Entertaining, if not memorable

3.5 stars

Author
British writer of Bangladeshi origin. Brick Lane, her debut novel, about two Bangladeshi sisters, one of whom elopes while the other submits to an arranged marriage, was shortlisted for the Booker Prize in 2003. Ms Ali was voted Granta's Best of Young British Novelists on the basis of the unpublished manuscript. Three more novels followed, one about a hotel chef in the north of England, another about a girl in a small Portuguese village, and the third a speculative effort about Princess Diana’s life had she survived the car crash, failed to impress the critics or the reading public. A despairing Ms Ali turned her hand to TV scriptwriting instead. Nineteen years on from Brick Lane, she returns to a female British Bengali protagonist for fifth novel.

Plot
Yasmin is 26, the daughter of Muslim parents who emigrated from Calcutta, and junior doctor at a fictional NHS hospital. Her father was born in East Pakistan, now Bangladesh, but his parents died when he was very young and he ended up a street kid in Calcutta. Her m other’s family was wealthy and “took the boy on” for reasons we eventually learn about at the end of the novel. He became a doctor, ultimately a GP in suburban London, dedicated to his profession and his own continuing medical education. Our gal is the oldest of their two children, and engaged to Joe, a WM obstetrics registrar at her hospital. (She is a junior house officer in geriatrics.) Her younger brother was suspected of being nascent Islamic terrorist based on assignment he did while studying for his sociology degree. He was cleared, but left tarnished, now unemployed. Embittered too. Both Yasmin and Joe live with their parents: she in a lower middle class South London suburb, he in a grand home in Primrose Hill. Joe’s Mum Harriet, Harry for short, is a not-quite-as-celebrated-as-she-once-was feminist academic, writer and agitator. The two families meet. It’s not exactly fireworks, but life changes significantly for all concerned. Joe has issues, for which he’s seeing a psychotherapist. Yasmin has issues (her job, the NHS, the upcoming MRCP exam, the affair Joe has, the one she’s now having with her boss, people at work, the whole nine yards.) Her Mum and Dad have issues, so many issues. (Space precludes elaboration.) Y’s old school chum, now a lawyer specialising in immigration and discrimination cases, injects some humour. Speaking of issue rather than issues, Y’s lil’ bro has a pregnant GF (white, decidedly working class, and living in a small flat with her unmarried Mum and grandma). Y’s Mum moves in with Joe’s Mum. Y’s Dad drinks to excess, but comes good with a rare diagnosis in his sick neonate grand daughter (named Coco Tallulah. Good Muslim name, right?). Yada, yada. Stuff happens. There’s a fair bit of racism, both overt and covert, and lots about how bad conditions are for junior docs in the NHS (2016 was when they all went on strike, or threatened to).

Writing
Solid overall. A little too much back and forth in the narrative for my liking. The author could have told the same story in 100-120 fewer pages IMHO, although I was impressed by how much research she did on the medical aspects. (Apparently, she subscribed to the New England Journal for a while. Got right into the Case Presentations!) Brick Lane was literary fiction.
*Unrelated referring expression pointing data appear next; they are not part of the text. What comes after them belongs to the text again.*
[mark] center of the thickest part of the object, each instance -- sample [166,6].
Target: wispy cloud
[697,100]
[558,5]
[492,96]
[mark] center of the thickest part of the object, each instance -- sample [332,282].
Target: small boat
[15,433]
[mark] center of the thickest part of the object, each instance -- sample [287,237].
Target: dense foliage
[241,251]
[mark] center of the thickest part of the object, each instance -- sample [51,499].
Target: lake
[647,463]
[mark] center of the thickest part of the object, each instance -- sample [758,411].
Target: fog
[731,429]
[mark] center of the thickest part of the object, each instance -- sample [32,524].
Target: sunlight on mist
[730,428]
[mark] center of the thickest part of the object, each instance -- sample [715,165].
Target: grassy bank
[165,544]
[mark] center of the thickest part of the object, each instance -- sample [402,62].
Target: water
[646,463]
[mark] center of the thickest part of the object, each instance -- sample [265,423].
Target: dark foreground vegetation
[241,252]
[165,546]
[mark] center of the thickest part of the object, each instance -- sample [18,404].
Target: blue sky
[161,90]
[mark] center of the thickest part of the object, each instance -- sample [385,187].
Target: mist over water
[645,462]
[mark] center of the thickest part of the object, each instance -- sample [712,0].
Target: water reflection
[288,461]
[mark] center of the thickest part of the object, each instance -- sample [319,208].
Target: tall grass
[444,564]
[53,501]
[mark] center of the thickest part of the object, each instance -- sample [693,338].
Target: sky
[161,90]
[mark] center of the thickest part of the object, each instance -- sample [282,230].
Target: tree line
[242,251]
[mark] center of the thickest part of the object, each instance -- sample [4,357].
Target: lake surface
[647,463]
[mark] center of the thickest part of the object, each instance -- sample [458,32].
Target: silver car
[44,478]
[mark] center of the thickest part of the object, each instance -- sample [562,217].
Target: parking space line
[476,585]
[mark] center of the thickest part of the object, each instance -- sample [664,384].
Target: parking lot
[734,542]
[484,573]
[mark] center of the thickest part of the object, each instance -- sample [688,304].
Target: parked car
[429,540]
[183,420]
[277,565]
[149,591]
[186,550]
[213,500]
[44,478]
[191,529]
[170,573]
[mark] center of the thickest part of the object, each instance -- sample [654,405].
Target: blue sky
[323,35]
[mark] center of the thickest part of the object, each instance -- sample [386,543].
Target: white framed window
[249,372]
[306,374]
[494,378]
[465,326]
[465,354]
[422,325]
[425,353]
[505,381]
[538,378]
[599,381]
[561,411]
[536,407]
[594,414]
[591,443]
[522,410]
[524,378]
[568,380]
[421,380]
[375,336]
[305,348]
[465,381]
When Ms Ali tries to get high falutin’ here, she comes off clunky. Neither is it full blown romance genre fiction. Would likely translate well to the small screen though, and probably reflects Ms Ali’s recent writing experience rather than her style at the start of her career, which is not a bad thing. The average rating for this on Goodreads is >4.0. Brick Lane is 3.4.

Bottom Line
Entertaining enough read, if not particularly memorable.

Nigel McGuckian ,

Absorbing storytelling

This book had a depth of meaning which surprised me. The writing complex and clear at the same time. Wonderful.